Perfect Gifts For Mothers
ZYZZYVA, Winter 2008, Vol. XXIV, No. 3
From The Review Review:
"This is a brave, touching story that exposes a mother's greatest fears—an inability to protect her child from the world, and an inability to protect herself from her child."
After dinner, I seek out my husband in his workshop. Over the years, An-din has taken over the room that for a century had housed the girls born into his family, the room that we had intended for our second child. An-din now spends his evenings there, if he is not at the archery range, fashioning bows and arrows for a hobby he once took up with our son.
I cross our concrete courtyard to the opposite arm of our U-shaped compound. A pungent and eye-watering substance keeps me outside his door. Hunched over one of his hand-built workstations, An-din scrapes a lone arc of wood propped between two blocks. Next to him, a viscous liquid gurgles in a small pot while a fan blows at the rack of bows curing in the corner.
My heart aches as I watch his sinewy arms bulge and flex over a long strip of black sheep horn—the material that gives bows their snap. An-din has remade himself into the kind of man he wishes our son to be. The sound grates at my insides before he peers over his bifocals and notices me.
I smile. “BaoBao told me today he wants to get married.”
My husband studies me for a moment before repositioning the bow.
“Why not?”
The glue pot burps.
An-din stirs it with a brush and dabs the liquid in even intervals along the black horn. “You know why not.”
“You never want to help him.”
“You can fight his battles, be his mouthpiece to the world. You can find him a job—even be responsible for his performance at work. But you know you cannot get married for him.”
His oh-so-reasonable tone digs at my insides. “I am going to find him a wife.”
“And then what? Move into their bedroom?”

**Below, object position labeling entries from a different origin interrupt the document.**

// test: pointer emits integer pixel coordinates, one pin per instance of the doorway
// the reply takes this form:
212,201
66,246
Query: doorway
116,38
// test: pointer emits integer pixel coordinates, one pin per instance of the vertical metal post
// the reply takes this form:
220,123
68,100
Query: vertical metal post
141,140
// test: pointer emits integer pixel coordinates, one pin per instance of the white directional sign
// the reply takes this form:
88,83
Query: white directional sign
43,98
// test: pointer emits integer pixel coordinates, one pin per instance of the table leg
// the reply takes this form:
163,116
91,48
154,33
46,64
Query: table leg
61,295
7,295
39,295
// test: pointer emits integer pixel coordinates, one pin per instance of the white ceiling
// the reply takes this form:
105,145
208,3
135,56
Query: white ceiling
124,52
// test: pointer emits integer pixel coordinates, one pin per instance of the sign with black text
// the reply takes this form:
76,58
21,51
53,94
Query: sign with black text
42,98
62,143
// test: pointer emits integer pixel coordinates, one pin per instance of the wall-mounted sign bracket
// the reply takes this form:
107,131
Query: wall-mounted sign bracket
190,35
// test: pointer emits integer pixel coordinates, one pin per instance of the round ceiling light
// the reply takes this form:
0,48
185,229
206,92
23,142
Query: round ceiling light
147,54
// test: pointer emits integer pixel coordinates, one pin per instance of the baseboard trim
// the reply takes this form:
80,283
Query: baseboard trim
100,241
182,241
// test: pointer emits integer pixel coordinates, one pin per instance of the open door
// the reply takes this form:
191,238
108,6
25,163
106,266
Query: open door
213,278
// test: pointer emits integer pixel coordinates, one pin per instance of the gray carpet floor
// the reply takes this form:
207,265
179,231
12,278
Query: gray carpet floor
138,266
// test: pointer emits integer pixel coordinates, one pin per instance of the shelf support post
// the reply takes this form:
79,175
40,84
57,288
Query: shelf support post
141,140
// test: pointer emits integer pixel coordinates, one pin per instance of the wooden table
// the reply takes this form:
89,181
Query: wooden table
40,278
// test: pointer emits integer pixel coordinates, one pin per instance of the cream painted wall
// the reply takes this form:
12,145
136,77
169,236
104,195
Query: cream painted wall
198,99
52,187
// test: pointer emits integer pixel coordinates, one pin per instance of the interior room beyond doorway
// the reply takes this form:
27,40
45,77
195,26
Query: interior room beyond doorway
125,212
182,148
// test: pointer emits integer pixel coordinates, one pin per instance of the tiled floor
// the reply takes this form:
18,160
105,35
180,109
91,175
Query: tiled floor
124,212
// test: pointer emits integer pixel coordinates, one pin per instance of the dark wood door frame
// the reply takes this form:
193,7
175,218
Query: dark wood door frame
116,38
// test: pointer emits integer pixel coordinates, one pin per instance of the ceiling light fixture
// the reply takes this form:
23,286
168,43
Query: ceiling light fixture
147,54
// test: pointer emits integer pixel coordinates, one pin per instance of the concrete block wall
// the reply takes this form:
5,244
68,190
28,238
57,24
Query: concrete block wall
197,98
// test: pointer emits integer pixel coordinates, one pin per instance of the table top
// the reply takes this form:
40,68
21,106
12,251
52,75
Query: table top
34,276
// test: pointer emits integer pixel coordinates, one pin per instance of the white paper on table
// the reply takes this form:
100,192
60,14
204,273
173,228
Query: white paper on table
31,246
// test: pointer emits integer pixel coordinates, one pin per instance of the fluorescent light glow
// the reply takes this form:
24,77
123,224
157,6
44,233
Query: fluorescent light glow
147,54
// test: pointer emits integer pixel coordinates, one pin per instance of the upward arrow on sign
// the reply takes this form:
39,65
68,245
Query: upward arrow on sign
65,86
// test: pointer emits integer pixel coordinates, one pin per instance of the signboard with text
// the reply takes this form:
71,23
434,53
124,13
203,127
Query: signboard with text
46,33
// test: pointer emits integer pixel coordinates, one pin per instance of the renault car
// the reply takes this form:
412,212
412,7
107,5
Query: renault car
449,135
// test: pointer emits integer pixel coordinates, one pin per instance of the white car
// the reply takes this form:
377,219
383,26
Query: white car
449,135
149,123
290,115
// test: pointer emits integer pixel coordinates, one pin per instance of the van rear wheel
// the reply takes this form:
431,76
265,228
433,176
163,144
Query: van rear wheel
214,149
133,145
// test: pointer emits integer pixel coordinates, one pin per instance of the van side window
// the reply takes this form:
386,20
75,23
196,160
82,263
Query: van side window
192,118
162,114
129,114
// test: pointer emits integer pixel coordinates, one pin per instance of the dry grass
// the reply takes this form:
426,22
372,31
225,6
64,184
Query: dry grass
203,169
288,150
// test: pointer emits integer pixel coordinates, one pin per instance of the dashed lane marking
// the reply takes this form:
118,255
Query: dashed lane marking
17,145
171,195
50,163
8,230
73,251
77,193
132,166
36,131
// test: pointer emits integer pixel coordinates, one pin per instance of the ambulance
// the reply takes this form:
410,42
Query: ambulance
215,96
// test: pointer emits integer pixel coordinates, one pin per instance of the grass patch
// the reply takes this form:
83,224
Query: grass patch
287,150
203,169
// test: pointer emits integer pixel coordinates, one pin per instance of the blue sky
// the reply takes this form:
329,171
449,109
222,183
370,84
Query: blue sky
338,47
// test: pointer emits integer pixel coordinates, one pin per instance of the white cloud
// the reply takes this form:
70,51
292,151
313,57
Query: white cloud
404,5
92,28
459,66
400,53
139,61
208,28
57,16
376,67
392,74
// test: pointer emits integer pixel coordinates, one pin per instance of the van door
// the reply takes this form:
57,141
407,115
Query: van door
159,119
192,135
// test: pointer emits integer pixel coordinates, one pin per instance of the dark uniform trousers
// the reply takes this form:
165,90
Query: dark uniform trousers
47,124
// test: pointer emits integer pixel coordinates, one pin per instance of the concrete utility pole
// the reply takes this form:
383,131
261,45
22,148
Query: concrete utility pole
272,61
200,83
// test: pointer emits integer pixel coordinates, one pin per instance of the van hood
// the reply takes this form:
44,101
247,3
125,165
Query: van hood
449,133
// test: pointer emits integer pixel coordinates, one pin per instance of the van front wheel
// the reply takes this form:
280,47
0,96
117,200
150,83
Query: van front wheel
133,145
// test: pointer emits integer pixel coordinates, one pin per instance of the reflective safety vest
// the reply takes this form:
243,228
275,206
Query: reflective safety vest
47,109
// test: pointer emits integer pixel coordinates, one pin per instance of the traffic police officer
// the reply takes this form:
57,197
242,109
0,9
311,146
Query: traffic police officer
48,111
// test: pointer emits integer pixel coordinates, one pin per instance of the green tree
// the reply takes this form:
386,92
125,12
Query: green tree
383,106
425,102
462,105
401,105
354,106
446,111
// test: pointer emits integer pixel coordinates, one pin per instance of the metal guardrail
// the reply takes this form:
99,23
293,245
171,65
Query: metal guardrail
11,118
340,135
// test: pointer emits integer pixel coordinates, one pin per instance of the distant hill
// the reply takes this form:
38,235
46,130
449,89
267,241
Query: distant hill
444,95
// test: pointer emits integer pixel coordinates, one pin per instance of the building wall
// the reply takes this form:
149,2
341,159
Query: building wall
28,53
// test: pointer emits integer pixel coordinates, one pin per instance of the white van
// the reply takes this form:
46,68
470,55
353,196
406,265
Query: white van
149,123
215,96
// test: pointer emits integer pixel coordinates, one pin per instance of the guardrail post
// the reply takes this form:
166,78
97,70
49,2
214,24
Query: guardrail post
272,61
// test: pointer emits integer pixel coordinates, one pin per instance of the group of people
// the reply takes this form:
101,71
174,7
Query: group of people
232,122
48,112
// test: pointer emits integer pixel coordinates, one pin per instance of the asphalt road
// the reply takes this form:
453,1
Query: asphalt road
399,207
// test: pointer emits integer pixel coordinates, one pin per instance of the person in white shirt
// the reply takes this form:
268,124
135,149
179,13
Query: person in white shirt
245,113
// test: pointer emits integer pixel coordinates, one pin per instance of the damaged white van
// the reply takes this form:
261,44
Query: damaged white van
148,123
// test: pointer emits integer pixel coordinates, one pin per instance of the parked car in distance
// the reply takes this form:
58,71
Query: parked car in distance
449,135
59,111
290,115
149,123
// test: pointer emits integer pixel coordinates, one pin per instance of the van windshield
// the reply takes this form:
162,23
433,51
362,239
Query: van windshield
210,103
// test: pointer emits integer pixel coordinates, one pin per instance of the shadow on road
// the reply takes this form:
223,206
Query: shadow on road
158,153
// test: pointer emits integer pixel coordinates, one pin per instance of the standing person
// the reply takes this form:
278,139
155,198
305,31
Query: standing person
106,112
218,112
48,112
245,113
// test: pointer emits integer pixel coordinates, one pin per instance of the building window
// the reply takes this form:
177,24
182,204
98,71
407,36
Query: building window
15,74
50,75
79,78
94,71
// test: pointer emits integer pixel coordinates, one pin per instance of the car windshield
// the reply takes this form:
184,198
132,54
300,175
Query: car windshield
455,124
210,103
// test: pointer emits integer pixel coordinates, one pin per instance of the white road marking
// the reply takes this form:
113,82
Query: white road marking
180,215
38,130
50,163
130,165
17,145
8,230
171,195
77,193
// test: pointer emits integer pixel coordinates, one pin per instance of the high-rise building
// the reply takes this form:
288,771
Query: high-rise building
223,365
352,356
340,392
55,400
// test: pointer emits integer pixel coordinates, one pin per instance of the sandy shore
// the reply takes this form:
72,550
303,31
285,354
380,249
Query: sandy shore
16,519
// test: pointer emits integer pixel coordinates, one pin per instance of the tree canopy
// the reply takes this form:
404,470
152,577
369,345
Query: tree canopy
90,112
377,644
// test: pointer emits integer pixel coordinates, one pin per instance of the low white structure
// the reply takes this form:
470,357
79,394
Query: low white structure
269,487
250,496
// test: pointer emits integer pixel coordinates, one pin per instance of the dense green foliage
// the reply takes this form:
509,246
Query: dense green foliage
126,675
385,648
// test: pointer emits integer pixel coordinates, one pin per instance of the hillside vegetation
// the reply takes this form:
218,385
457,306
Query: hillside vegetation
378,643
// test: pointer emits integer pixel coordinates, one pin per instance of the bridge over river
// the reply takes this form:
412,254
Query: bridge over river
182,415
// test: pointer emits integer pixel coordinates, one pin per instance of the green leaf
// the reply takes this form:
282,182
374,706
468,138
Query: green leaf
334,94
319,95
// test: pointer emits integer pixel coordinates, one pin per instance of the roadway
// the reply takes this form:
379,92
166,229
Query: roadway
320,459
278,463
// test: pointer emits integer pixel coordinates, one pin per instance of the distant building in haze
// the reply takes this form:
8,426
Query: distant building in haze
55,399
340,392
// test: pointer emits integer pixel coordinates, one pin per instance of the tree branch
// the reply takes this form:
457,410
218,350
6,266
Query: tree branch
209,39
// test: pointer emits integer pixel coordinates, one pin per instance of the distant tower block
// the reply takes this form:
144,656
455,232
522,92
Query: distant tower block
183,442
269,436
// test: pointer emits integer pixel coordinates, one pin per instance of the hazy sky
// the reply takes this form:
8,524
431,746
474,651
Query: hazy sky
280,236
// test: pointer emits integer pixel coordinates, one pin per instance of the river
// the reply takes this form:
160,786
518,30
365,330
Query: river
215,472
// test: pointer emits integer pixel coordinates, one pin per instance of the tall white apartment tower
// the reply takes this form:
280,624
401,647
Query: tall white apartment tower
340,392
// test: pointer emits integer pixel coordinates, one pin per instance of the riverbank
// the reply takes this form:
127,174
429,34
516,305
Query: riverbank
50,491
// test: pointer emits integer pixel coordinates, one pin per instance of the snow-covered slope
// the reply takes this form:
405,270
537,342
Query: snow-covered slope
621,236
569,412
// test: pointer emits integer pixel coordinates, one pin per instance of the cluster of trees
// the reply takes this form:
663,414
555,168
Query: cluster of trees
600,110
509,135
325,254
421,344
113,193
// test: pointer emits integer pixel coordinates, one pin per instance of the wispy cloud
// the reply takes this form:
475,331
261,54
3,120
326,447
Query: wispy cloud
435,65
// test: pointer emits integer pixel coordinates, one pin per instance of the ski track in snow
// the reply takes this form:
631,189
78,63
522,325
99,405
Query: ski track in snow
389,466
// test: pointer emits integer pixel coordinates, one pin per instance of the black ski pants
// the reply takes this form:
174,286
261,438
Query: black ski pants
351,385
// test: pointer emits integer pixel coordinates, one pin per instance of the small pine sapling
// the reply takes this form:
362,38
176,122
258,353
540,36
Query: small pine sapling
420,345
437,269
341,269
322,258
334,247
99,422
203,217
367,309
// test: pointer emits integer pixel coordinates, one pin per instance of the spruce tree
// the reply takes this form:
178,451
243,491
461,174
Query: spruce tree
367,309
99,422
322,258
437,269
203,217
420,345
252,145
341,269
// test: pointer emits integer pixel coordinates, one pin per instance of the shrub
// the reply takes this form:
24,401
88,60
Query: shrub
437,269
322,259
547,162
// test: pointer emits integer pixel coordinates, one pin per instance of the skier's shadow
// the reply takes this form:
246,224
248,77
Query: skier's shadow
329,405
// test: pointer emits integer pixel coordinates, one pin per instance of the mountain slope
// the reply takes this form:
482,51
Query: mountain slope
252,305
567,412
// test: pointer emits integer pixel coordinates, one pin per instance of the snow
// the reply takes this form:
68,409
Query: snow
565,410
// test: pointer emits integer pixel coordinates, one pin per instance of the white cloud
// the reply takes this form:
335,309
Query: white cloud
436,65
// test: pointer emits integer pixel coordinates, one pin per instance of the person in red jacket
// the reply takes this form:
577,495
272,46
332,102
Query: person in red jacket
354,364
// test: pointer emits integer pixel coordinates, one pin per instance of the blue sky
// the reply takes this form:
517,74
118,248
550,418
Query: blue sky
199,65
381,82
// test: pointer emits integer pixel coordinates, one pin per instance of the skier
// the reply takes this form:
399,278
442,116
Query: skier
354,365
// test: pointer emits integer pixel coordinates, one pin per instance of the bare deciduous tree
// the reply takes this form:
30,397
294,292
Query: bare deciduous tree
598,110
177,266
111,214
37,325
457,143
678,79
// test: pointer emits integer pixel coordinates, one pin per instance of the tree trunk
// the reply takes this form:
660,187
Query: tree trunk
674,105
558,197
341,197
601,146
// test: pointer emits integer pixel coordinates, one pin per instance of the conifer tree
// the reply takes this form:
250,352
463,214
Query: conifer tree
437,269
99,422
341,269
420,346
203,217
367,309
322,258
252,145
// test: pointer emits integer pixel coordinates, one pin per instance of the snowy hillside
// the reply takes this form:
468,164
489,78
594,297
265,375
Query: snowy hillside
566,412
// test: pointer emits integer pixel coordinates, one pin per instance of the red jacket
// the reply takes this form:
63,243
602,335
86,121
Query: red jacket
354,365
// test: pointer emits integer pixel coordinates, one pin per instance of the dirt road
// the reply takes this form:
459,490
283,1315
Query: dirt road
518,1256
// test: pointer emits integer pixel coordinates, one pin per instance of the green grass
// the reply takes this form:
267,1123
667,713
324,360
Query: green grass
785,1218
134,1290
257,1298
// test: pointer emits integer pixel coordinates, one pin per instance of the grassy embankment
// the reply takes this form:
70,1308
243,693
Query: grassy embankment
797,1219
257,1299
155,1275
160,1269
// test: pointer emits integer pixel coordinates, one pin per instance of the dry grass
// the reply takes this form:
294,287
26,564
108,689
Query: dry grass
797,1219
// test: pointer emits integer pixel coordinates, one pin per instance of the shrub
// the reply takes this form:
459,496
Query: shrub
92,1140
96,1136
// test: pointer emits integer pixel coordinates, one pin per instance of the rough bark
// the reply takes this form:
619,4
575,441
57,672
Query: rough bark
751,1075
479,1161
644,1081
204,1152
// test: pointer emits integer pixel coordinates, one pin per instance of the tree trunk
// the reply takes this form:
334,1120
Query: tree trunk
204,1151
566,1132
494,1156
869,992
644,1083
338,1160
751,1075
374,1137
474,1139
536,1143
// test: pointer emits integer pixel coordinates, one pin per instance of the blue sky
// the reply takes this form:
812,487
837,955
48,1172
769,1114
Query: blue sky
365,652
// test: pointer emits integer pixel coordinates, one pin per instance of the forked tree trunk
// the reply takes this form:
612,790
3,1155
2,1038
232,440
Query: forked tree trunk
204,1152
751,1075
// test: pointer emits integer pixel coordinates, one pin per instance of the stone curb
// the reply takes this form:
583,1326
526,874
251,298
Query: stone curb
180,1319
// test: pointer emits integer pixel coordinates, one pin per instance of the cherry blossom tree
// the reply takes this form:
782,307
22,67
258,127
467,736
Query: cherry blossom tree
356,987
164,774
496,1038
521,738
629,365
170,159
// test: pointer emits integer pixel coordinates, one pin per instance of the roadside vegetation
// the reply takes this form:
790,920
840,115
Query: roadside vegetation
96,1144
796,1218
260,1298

“Wouldn’t you like a daughter and grandchild? Someone who’ll talk to you?”
“You’re setting him up for failure and us, if we are lucky, with a grandchild we will never see grow up.”
I know An-din’s fears are not unfounded, but I hate that he has reconciled himself to our son’s limitations and accepted it as our life sentence. “You don’t want him to be happy.”
An-din scrapes his stool across the concrete floor and positions the bow onto another wooden horse. He clamps down one end and threads a string walker.
“He is content with the way things are now.” He grunts as he wraps the horn to the middle of the bow. “I don’t need to tell you he is not interested in people. You yourself say he can’t make friends.”
“That’s never stopped you.”
An-din tightens the string, and the curved bow tip snaps and clangs onto the cement floor. He groans and slaps the bow down. “Why don’t you help him with something he can be good at?”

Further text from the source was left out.